La mención de la palabra emoción suele traer a la mente una de las seis emociones llamadas primarias o universales: felicidad, tristeza, miedo, cólera, sorpresa o disgusto. Simplifica el problema pensar en las emociones primarias pero es importante darse cuenta de que hay otros numerosos comportamientos a los que se ha etiquetado como ‘emociones’. Son las llamadas emociones secundarias o sociales, como la turbación, los celos, la culpa o el orgullo, o las llamadas emociones de fondo, como el bienestar o el malestar, la calma o la tensión. También se ha aplicado la etiqueta de emoción a los impulsos y a las motivaciones y a los estados de dolor y placer (Damasio (1999) 2021, 60). 
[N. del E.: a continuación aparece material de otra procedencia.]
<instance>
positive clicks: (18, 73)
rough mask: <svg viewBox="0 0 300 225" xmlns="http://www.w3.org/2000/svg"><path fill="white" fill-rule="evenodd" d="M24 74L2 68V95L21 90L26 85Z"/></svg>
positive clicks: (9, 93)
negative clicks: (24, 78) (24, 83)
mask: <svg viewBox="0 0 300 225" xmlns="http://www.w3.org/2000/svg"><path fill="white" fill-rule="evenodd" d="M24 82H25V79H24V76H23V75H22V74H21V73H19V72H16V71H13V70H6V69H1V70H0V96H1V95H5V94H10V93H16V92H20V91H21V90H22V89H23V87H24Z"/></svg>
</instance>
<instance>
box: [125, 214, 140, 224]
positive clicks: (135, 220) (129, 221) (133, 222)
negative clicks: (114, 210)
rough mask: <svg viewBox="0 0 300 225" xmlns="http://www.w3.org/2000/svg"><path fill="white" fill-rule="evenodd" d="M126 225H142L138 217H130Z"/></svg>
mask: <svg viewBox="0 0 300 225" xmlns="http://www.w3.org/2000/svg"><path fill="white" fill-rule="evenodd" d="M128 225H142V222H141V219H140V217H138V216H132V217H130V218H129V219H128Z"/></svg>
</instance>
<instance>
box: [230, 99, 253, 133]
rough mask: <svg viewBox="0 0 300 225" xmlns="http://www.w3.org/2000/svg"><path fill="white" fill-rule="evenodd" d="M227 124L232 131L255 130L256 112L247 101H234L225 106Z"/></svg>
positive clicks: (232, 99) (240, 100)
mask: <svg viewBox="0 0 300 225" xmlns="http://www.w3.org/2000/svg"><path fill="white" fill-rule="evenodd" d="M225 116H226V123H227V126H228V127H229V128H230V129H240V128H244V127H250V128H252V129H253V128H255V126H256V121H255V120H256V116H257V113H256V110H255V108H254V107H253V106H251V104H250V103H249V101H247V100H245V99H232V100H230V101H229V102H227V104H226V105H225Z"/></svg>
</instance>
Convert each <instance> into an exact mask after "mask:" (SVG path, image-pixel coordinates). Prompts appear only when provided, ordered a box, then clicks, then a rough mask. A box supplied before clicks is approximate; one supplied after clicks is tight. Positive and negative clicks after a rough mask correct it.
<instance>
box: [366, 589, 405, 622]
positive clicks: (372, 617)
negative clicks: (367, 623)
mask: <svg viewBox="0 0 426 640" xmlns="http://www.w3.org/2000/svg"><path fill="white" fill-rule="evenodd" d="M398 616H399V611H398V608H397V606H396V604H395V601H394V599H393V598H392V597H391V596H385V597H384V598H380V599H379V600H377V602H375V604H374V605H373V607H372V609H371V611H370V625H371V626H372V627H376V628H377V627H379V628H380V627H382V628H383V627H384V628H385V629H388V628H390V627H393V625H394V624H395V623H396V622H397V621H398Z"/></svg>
En su último libro dedicado a las emociones, Georges Didi-Huberman piensa que en lugar de hablar de émotion, sería mejor utilizar el infinitivo émouvoir, “para marcar el valor de proceso, o sea, de proceso infinito.” (Didi-Huberman 2023, 21). Interesa conservar esta idea según la cual ese “movimiento” inherente a la “emoción”, etimológicamente hablando, es un “proceso” que no termina nunca, y al hablar de proceso pensamos en la transformación continuada, en la posibilidad de que una emoción se transforme en otra distinta, incluso en su contraria, o que en una misma emoción conviva una opuesta, con lo que accederíamos a una cualidad propia de las emociones consistente en su “porosidad”. Dentro de este orden de ideas, “del dolor a la gloria” puede entenderse como un proceso que lleva de la tristeza a la alegría, pero también cómo la alegría está albergada en la tristeza y la gloria ya se ha alcanzado en el dolor. La gloria passionis que instaura el cristianismo no podía de ningún modo condenar las pasiones, ni podía cifrar la perfección en la apatheia, es decir en la anulación pasional, tal y como habían hecho los estoicos. En La Ciudad de Dios, san Agustín recoge la tradición antigua para valorarla. En el libro IX nos dice: 

Dos son las opciones de los filósofos sobre estos movimientos del espíritu, que los griegos llaman pathe, algunos de los nuestros, como Cicerón, perturbaciones, otros disposiciones o afectos, algunos en cambio como éste, pasiones, que traduce con mayor propiedad el término griego. Algunos filósofos afirman que estas perturbaciones, disposiciones o pasiones también afectan al sabio, pero moderadas y sometidas a la razón, de modo que el dominio de la mente les impone en cierto modo unas leyes que las contengan en la necesaria moderación. Ésta es la opinión de los platónicos o aristotélicos, pues Aristóteles, fundador de la escuela peripatética, fue discípulo de Platón. En cambio, otros como los estoicos no aceptan en modo alguno que tales pasiones afecten al sabio. Por otra parte, Cicerón en sus libros Del supremo bien y del supremo mal demuestra que éstos, es decir, los estoicos, discrepan con los platónicos o peripatéticos en las palabras más que en los hechos, pues los estoicos prefieren no hablar de bienes, sino de ventajas físicas y externas, porque pretenden que no existe ningún bien propio del ser humano salvo la virtud, concebida como arte de vivir bien que no se halla salvo en el espíritu. ( Agustín 2023, IX, 4,  93)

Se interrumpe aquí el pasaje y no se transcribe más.